The Flying Shuttle

For centuries handloom weaving had been carried out on the basis of the shuttle bearing the yarn being passed slowly and awkwardly from one hand to the other. In 1733 John Kay patented his flying shuttle that dramatically increased the speed of this process. Kay placed shuttle boxes at each side of the loom connected by a long board, known as a shuttle race. By means of cords attached to a picking peg, a single weaver, using one hand, could cause the shuttle to be knocked back and forth across the loom from one shuttle box to the other. A weaver using Kay's flying shuttle could produce much wider cloth at faster speeds than before.

 

Handloom Weaver using Kay's Flying Shuttle

 

 



(1) Edward Baines, History of the Cotton Manufacture in Great Britain (1935)

In 1738, Mr. John Kay, a native of Bury, in Lancashire, then residing at Colchester, where the woollen manufacture was at that time carried on, suggested a mode of throwing the shuttle, which enabled the weaver to make nearly twice as much cloth as he could make before. The old mode was, to throw the shuttle with the hand, which required a constant extension of the hands to each side of the warp. By the new plan, the lathe (in which the shuttle runs) was lengthened a foot at either end; and, by means of two strings attached to the opposite ends of the lathe, and both held by a peg in the weaver's hand, he, with a slight and sudden pluck, was able to give the proper impulse to the shuttle. The shuttle thus impelled was called the flying-shuttle, and the peg called the picking-peg (i.e. the throwing peg).

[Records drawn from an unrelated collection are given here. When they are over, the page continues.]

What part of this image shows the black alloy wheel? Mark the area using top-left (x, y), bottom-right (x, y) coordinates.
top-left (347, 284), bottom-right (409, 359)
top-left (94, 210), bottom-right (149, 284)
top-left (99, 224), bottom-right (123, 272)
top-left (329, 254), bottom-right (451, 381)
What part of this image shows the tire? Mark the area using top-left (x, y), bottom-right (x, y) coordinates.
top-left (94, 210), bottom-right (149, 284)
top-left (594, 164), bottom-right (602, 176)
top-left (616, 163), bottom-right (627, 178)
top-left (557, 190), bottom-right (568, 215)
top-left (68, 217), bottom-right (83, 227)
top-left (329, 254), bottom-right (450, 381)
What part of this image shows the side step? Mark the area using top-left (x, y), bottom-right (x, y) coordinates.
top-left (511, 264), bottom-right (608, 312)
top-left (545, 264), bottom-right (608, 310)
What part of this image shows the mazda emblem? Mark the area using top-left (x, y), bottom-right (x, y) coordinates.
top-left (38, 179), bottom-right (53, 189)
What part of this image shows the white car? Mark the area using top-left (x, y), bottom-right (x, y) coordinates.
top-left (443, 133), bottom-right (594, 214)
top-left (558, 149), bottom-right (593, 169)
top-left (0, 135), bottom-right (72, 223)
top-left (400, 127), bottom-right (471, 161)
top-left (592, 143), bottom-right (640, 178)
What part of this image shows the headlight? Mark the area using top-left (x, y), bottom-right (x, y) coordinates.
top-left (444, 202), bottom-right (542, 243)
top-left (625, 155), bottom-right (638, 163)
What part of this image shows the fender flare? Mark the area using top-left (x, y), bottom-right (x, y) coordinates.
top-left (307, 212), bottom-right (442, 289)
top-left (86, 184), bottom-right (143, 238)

This simple contrivance was a great saving of time and exertion to the weaver, and enabled one man to weave the widest cloth, which had before required two persons.

 

(2) Richard Guest, History of the Cotton Manufacture (1823)

John Kay brought this ingenious invention to his native town, and introduced it among the woollen weavers, in the same year, but it was not much used among the cotton weavers until 1760. In that year Robert Kay, of Bury, son of John Kay, invented the drop-box, by means of which the weaver can at pleasure use any of three shuttles, each containing a different coloured weft, without the trouble of taking them from and replacing them in the lathe.